Yargıtay Kararı 14. Hukuk Dairesi 2015/3473 E. 2017/4289 K. 25.05.2017 T.

YARGITAY KARARI
DAİRE : 14. Hukuk Dairesi
ESAS NO : 2015/3473
KARAR NO : 2017/4289
KARAR TARİHİ : 25.05.2017

MAHKEMESİ :Asliye Hukuk Mahkemesi

Davacı vekili tarafından, davalılar aleyhine 15.04.1998 gününde verilen dilekçe ile meranın aidiyetinin tespiti talebi üzerine yapılan duruşma sonunda; davanın reddine dair verilen 30.09.2014 günlü hükmün Yargıtayca incelenmesi davacı aslı müdahil vekili tarafından istenilmekle süresinde olduğu anlaşılan temyiz dilekçesinin kabulüne karar verildikten sonra dosya ve içerisindeki bütün kağıtlar incelenerek gereği düşünüldü:
K A R A R
Davacı Kadastro Mahkemesine vermiş olduğu dava dilekçesinde; Reşadiye İlçesi Kuzbağı Kasabası 11 ada 79 parsel sayılı taşınmazın tapu kaydının iptali ile Uluköy tüzel kişiliği adına mera olarak sınırlandırılmasını istemiştir.
Davalılar, dava konusu taşınmazın babalarından miras kaldığını, davanın reddini savunmuşlardır.
Davaya müdahil olan … Köyü, dava konusu yerin köylerine ait mera olduğunu.köyleri adına mera olarak sınırlandırılmasını istemiştir.
Kadastro Mahkemesince dava konusu taşınmaz mahallinde keşif yapılmış, müdahil …Köyünün davasınının reddine, 111 ada 79 parsel sayılı taşınmazın mera olarak sınırlandırılmasına, meranın aidiyetinin tespiti istemine ilişkin dava yönünden mahkemenin görevsizliğine karar verilmiştir.
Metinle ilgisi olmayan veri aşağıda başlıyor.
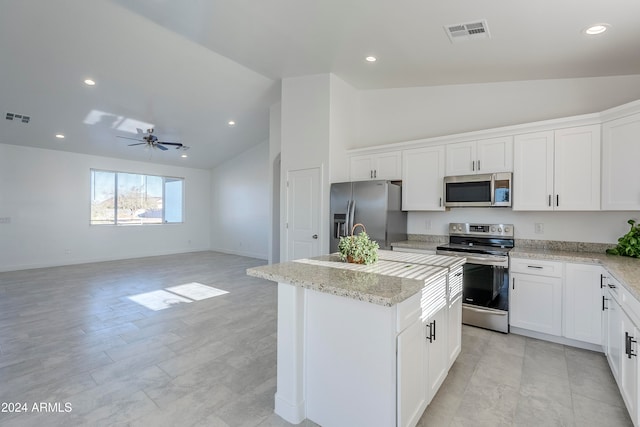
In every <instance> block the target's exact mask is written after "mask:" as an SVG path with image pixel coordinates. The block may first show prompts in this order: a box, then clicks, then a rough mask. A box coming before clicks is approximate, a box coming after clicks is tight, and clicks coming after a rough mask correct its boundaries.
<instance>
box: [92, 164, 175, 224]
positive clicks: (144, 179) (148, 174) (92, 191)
mask: <svg viewBox="0 0 640 427" xmlns="http://www.w3.org/2000/svg"><path fill="white" fill-rule="evenodd" d="M96 172H106V173H112V174H114V180H113V205H114V206H113V222H112V223H94V222H93V221H94V220H93V218H92V212H93V206H92V205H93V199H94V193H95V188H94V181H95V175H94V174H95V173H96ZM119 174H129V175H139V176H142V177H144V181H145V182H146V180H147V178H148V177H154V178H160V179H161V180H162V196H161V197H162V218H161V221H160V222H146V223H145V222H138V223H119V222H118V175H119ZM167 180H171V181H173V182H175V181H180V182H181V183H182V189H181V194H180V196H181V200H180V210H181V212H180V221H171V222H168V221H167V219H166V204H165V198H166V193H167V189H166V184H167ZM185 186H186V179H185V178H184V177H179V176H167V175H153V174H145V173H138V172H128V171H117V170H110V169H98V168H90V169H89V187H90V190H89V225H90V226H98V227H100V226H111V227H113V226H116V227H129V226H145V225H175V224H184V223H185V210H186V209H185V203H186V201H185V199H186V197H185V194H186V191H185Z"/></svg>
Bu karar Yargıtay tarafından incelenmiş asli müdahilin aidiyet davasının reddinin doğru olmadığı belirtilerek hükmün düzeltilerek onanmasına karar verilmiş, dosya Asliye Hukuk mahkemesine gönderilmiştir.
Müdahil …Belediyesi yargılama aşamasında 6360 sayılı Kanun uyarınca tüzel kişiliğini kaybetmiş, yerine Özel İdare Müdürlüğü davayı takip etmiştir.
Mahkemece mera vasfı bulunmadığından davanın reddine karar verilmiştir.
Hükmü davacı ve asli müdahil vekili temyiz etmiştir.
Dava konusu yerin mera olduğu Kadastro Mahkemesinin kararı ile kesinleşmiştir. Bu nedenle davalı yerin mera vasfının bulunmadığından söz edilerek reddi doğru değildir. Mera vasfı mahkeme kararı ile belirlenen taşınmazın aidiyetinin belirlenmesi gerekir.
Mera, yaylak ve kışlak davalarında, tahsise ya da kadim kullanma hakkına dayanılabilir. Tahsise dayanıldığında, dayanak belgelerin, ayrıca karşı tarafın savunmasında ileri sürdükleri kayıtların tüm geldileri ile birlikte merciinden getirtilmesi, kadimlik iddiası varsa bu hususun araştırılması, gerektiğinde köyün kuruluş tarihinin İçişleri Bakanlığından sorulması ve köyün kadim ya da muhdes olup olmadığının saptanması gerekir.
Keşifte dinlenecek yerel bilirkişi ve tanıkların çekişmeli mera veya yayla ile herhangi bir yararlanma ilişkisi bulunmayan, yansız anlatımda bulunabilecek, yöreyi iyi bilen ve çevre köy ya da kasabalarda yaşayan yaşlı kişilerden seçilmesi gerekir.
Mahkemece yapılacak keşifte; yerel bilirkişi ve tanıklara taşınmazın kim tarafından ve ne şekilde kullanıldığı ve sınırları sorularak sonuca gidilmelidir.
Yukarıda açıklanan ilkeler ışığında somut olaya gelince; Mahkemece yukarıda belirtilen şekilde mahallinde yeniden keşif yapılması taşınmazın aidiyetinin belirlenmesi ve sonucuna göre bir karar verilmesi gerekirken eksik inceleme ve araştırma, yanılgılı gerekçe ile davanın reddine karar verilmesi doğru görülmemiş hükmün bu nedenle bozulması gerekmiştir.
SONUÇ:Yukarıda yazılı nedenlerle hükmün BOZULMASINA, istek halinde temyiz harcını yatırana iadesine, kararın tebliğinden itibaren 15 gün içinde karar düzeltme yolu açık olmak üzere, 25.05.2017 tarihinde oybirliği ile karar verildi.